A conductive input cover turn 12A and an output cover turn 12B are formed on both ends of the upper surface 10E of the dielectric body 10, and a cylindrical or cylindrical conductive cover turn 12A and an output cover turn 12B are formed at both ends of the upper surface 10E. A plurality of dielectric resonators 13-1 to 13-4 each having a center conductor are buried therein. The center conductor of each dielectric resonator 13-1 to 13-4 has patterns 14-1 to 14 for adjusting the resonance frequency, respectively.
-4 are extended and arranged on the upper surface 10E of the dielectric IO. Between each pattern 14-1 to 14-4,
Conductive coupling amount adjustment patterns 15-1 at predetermined intervals
15-3 is formed.

Here, in order to configure a filter using dielectric resonators, the distance between each dielectric resonator 13-1 to 13-4 is set to a length that provides the degree of coupling necessary to realize the filter. In this embodiment, it is not necessary to process grooves or the like on the surface of the dielectric 10 in order to obtain the necessary degree of coupling.
The processing of dielectric resonator 1 consists of a central conductor of cylindrical shape, etc.
A filter is realized by providing 3-1 to 13-4, etc.

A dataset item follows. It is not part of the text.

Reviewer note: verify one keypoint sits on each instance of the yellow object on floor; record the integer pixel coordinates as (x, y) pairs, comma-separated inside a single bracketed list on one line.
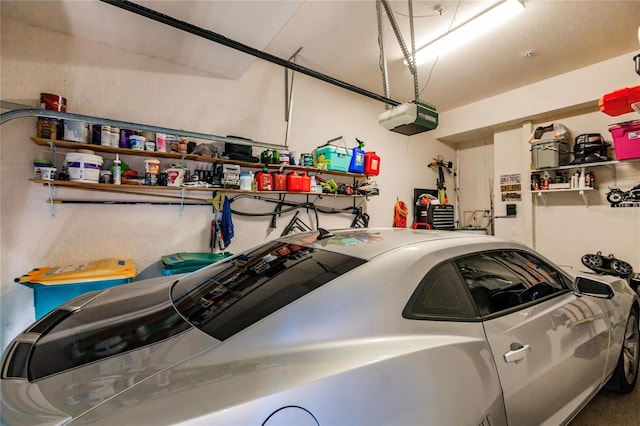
[(96, 270)]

In addition, inlet cover pattern 12A and pattern 14
There is a gap di between patterns 14-1 and 15-1.
1, a gap d3 between the pattern 15-1 and the dielectric front surface 10A, and a gap d3 between the pattern 15-1 and the dielectric front surface 10A.
A gap d4 is provided between the dielectric back surface 10B and the dielectric back surface 10B.

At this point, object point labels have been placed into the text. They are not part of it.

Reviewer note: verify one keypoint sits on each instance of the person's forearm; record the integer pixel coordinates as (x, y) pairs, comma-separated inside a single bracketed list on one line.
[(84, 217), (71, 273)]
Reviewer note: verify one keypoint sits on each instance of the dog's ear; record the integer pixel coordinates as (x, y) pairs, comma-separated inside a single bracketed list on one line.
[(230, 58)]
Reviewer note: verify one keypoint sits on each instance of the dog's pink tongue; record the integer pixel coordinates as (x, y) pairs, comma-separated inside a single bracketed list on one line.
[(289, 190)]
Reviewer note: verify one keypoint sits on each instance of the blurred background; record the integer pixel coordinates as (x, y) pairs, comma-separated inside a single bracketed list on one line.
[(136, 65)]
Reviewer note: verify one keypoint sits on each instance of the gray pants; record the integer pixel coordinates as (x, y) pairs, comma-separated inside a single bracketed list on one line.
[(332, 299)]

In the above configuration, the electric signal applied from the input cover turn 12A generates an electromagnetic field by the dielectric resonator 13-1 in the input stage, and this electromagnetic field is transmitted through the pattern 15-1 to the dielectric resonance between the adjacent legs. The signal is transmitted to the container 13-2. The electromagnetic field that has reached the interstage dielectric resonator 13-2 is pattern 15.
-2 to the a-contact interstage dielectric resonator 13-3. Similarly, the electric field reaching the crotch dielectric resonator 13-3 is transmitted to the adjacent output stage dielectric resonator 13-4 via the pattern 15-3, and the electric field is transferred to the load connected to the output cover turn 12B. supply.

FIG. 4 is a lumped constant equivalent circuit diagram for explaining the operating principle of FIG. 1, and has an equivalent relationship with the circuit of FIG. 3.

The circuit of FIG. 4 consists of a plurality of capacitors 0101. ClO2,0105,ill:
107°0108.0110. C11l, and an inductance L110. between its input and output. L200.
L300. LaO2 and capacitance C100,02
00,0300,C:400, and a capacitance of 0103. C:1013. C109
are branched and connected to each other. Here, the capacitance C101 is the capacitance of the gap di in FIG. 1, the capacitance ClO2 is the capacitance of the gap d2, and the capacitance 0103 is the capacitance of the gap d3. This is the capacity of d4.

Part A1 consisting of resonant circuits L1/C1, L2/C2 and capacitance C12 in FIG. 3, and resonant circuits L100/0100, L200/C200 in FIG.
and capacitance 0102. C:103. G, 104
There is a relationship as shown in the following equation with the part A2 consisting of .

Therefore, there is a relationship similar to that described above between the capacitance in FIG. 3 and the capacitance in FIG. 4, and the center frequency fO of the dielectric filter in FIG. 3 has a relationship as shown in the following equation.

fol =□ 2π ``■ (Menkoshi T Hikinori edition■ f02 =□ 2π + 1+3 f03 =□ 2π 3 + 023-Hll:34)...
・(5) Furthermore, the correspondence between FIG. 1 and FIG. 4 is approximated as follows. In general, the capacitance C of a engineered flat plate is calculated using the following formula (%). However, ε-; Specific electric constant A of the dielectric; Surface area of one side of one flat plate (am2); d; Thickness of the dielectric (am); In the example, the left and right sides 10C of the dielectric IO:
, 100 are provided with non-metalized surfaces 110, 110, which has the following advantages.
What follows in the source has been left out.